Williams wasn't talking about any lack of execution in the seventh, but was instead referring to a missed opportunity earlier in the game. Kevin Frandsen singled to start the third in what was then a scoreless game, and took second on a wild pitch from Hamels to Gio Gonzalez.
Gonzalez failed to get a bunt down, however, and eventually struck out swinging away at a two-strike pitch. Williams said the pitcher missed a sign.
"We've got Gio [Gonzalez] at the plate and a ball gets by the catcher," Williams explained.
"We've got a man on second base and nobody out and we gave him the bunt sign and he swung away, so we have to make sure that we do that. And last night of course, the guy on second base and didn't get him over. [The Phillies] did a good job of that tonight in the last inning -- of getting [Revere] to third. That wins you games."

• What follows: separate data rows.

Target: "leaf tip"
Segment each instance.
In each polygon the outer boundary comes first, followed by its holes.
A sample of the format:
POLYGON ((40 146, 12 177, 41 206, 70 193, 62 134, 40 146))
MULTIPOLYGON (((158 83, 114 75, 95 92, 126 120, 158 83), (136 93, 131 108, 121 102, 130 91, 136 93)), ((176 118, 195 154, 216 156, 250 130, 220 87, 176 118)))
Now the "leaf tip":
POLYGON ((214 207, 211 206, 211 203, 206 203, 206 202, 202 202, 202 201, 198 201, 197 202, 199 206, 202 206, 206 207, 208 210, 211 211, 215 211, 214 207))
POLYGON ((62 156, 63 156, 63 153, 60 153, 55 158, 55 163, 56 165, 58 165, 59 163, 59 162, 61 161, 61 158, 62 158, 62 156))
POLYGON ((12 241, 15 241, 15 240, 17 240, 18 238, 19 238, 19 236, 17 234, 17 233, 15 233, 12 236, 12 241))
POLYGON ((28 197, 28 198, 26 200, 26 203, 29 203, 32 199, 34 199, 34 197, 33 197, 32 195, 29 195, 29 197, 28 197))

Two home runs and one manufactured run did the job for the Phillies tonight.
Was the loss any tougher to take after the Nationals battled back to tie it up?
"No, errors are going to happen," Williams said. "Again, the replay thing, you don't know. So, that will happen during the course of a game, and that's the way it is, so it doesn't make it any worse because we tied the score. We ended up losing, a loss is a loss, so go get them tomorrow."